Prevention is necessary so that viral hepatitis does not return, and in the case of chronic manifestations, it does not worsen or become complicated. Prevention consists of observing the following rules:

  • exclusion of alcohol from the diet (completely);
  • compliance with all doctor’s recommendations (do not skip appointments, take prescribed medications correctly);
  • diet (exclude fried and fatty, salty and spicy foods, canned food and preserves);
  • exercise caution when in contact with contaminated biomaterials (applies to healthcare workers), namely, use PPE (protective equipment).

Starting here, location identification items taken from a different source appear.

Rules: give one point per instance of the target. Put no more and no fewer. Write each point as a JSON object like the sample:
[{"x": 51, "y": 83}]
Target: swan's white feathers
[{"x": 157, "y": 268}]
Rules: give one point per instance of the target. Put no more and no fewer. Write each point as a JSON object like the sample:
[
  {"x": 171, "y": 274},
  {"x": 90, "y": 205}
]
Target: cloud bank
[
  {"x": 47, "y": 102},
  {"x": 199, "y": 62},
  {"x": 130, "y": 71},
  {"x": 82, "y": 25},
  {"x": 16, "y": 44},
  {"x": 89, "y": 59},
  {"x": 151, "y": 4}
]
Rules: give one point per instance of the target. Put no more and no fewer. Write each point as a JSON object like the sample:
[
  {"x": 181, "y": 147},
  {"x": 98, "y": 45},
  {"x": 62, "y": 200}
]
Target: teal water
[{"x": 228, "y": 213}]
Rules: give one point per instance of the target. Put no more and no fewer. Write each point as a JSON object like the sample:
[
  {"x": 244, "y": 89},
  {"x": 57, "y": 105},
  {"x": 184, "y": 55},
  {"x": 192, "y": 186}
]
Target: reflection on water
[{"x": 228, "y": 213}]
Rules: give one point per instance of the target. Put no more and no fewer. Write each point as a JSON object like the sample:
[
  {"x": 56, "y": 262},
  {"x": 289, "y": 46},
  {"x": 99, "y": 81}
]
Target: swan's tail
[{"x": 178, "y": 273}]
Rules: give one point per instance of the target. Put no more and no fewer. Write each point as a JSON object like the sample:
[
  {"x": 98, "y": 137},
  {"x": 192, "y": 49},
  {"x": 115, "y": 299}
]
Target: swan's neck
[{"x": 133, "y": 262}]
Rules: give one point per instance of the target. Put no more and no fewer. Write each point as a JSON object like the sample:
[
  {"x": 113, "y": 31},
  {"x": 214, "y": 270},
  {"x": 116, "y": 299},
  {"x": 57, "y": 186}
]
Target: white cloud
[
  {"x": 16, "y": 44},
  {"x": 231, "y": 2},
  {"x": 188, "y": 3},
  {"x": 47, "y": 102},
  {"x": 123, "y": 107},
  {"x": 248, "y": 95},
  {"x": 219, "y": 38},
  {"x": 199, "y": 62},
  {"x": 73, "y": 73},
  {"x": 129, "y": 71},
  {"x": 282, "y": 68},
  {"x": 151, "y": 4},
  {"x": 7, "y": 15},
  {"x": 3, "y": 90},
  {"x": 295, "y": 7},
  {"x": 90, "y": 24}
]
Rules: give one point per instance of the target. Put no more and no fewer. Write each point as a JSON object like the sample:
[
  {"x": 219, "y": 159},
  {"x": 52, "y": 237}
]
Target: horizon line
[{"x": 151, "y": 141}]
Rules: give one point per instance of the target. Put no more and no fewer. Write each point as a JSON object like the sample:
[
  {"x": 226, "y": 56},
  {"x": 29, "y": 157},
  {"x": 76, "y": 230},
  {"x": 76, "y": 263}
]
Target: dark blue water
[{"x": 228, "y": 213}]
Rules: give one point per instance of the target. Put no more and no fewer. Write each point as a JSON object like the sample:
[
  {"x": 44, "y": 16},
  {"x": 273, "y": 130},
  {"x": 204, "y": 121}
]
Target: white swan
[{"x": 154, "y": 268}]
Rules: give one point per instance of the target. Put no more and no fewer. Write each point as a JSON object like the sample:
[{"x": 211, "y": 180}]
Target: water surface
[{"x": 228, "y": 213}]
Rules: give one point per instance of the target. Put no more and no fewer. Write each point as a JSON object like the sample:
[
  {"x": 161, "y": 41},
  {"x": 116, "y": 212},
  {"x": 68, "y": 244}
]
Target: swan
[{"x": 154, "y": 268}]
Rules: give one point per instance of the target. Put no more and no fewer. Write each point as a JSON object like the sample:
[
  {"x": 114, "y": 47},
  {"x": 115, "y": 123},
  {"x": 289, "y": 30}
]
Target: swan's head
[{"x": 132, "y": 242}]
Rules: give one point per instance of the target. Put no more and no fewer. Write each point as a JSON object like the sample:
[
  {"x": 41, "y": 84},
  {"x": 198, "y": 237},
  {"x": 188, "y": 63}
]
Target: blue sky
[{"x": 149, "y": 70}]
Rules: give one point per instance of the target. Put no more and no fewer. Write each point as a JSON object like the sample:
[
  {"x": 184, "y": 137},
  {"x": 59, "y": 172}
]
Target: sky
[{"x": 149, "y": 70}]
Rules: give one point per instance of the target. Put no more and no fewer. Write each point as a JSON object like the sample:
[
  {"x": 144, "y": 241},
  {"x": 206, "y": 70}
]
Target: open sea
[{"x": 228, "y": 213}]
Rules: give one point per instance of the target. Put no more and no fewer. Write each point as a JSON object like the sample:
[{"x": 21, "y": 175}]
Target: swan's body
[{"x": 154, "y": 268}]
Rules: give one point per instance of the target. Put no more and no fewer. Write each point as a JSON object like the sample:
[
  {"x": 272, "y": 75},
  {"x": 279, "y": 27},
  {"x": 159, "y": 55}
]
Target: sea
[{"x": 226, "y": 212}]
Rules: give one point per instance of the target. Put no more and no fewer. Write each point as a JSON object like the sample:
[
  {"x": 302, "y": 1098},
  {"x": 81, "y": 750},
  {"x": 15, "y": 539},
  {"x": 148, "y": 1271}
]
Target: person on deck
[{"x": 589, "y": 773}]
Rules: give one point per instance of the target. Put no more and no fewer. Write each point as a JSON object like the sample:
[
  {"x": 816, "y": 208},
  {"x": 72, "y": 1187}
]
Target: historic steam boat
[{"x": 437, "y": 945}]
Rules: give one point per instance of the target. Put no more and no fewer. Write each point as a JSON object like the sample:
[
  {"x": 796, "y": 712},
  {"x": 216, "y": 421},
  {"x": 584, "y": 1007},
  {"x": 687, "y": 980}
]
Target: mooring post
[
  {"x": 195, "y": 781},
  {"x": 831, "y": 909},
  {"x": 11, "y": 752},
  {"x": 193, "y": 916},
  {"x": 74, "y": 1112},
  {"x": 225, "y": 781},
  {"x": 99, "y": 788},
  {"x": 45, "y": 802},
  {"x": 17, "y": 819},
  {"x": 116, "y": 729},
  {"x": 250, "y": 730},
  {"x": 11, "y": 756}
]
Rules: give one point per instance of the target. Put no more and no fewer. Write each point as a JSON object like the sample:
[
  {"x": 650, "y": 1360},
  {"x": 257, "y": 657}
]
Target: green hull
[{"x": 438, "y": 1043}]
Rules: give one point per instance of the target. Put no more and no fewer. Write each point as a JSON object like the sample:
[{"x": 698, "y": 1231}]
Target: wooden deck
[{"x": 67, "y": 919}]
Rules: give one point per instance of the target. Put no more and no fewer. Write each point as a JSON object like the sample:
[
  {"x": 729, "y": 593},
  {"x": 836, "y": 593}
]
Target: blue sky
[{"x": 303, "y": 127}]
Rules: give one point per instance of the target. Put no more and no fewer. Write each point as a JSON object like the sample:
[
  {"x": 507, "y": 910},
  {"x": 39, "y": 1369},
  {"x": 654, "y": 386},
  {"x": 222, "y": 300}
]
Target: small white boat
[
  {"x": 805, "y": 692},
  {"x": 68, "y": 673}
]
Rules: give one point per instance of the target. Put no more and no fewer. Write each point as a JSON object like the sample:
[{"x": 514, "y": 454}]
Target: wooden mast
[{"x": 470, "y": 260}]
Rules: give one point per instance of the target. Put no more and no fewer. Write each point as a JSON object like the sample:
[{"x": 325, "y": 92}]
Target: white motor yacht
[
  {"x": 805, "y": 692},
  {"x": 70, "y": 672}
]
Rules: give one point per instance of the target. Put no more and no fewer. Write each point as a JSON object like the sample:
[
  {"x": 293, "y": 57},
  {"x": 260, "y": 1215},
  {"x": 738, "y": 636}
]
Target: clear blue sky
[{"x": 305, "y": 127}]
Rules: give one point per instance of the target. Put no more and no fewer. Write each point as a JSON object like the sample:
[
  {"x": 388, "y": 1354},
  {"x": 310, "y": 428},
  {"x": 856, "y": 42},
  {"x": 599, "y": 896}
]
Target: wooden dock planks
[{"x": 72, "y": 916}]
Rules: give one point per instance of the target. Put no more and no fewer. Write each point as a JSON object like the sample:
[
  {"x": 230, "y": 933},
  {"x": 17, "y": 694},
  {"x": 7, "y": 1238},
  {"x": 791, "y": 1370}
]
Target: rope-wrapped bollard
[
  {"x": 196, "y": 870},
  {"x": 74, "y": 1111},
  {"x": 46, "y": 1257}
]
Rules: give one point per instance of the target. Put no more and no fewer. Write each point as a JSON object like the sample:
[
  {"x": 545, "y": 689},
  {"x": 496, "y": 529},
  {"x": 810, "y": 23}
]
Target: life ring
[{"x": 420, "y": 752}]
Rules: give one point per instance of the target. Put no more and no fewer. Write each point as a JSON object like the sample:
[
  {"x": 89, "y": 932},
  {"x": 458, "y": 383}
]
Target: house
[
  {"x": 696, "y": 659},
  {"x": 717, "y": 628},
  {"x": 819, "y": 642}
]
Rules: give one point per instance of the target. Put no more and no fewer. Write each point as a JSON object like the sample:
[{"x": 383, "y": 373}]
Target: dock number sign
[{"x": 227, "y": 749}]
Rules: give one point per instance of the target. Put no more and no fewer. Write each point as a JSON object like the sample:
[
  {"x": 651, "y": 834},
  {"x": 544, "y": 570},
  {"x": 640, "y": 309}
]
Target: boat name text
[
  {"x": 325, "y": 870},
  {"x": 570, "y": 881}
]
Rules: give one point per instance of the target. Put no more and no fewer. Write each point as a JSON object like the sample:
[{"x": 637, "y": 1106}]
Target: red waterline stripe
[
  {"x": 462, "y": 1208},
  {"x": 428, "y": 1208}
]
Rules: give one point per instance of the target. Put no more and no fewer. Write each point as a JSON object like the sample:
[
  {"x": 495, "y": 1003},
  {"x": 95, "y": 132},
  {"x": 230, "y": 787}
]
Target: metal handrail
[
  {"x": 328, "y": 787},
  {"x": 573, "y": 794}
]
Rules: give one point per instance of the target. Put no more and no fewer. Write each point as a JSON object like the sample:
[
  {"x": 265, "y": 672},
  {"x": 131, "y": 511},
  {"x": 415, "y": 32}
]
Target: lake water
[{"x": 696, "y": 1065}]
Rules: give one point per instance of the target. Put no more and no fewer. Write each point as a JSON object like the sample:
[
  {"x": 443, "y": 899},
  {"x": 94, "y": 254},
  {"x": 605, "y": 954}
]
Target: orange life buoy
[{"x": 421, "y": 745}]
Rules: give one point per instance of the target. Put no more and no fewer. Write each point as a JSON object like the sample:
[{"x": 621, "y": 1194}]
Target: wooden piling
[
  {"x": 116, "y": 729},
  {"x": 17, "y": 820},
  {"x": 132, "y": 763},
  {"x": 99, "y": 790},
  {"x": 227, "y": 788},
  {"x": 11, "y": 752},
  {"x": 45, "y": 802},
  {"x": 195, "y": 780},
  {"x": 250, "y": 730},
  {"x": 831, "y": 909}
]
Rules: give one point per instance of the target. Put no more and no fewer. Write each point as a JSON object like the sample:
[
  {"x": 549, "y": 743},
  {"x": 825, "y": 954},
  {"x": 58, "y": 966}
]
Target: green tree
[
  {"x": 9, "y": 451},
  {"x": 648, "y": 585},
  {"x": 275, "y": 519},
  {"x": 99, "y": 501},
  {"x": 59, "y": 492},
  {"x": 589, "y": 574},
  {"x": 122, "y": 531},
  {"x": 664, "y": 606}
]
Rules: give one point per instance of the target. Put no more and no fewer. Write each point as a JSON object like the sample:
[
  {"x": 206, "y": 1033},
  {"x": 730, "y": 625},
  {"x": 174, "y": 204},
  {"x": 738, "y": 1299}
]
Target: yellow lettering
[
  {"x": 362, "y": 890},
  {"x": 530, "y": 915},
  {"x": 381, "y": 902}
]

How to protect yourself from hepatitis?

Viral hepatitis often leads to serious and dangerous complications, and their treatment is not only lengthy, but also expensive.

Prevention is as follows:

  • Wash your hands before eating
  • Boil water before drinking
  • Always wash fruits and vegetables and heat-treat food
  • Avoid contact with biological fluids other people, including those with blood
  • Protect yourself during sexual intercourse (including oral)
  • Do piercings and tattoos only with sterile instruments in trusted centers
  • Get vaccinated against hepatitis.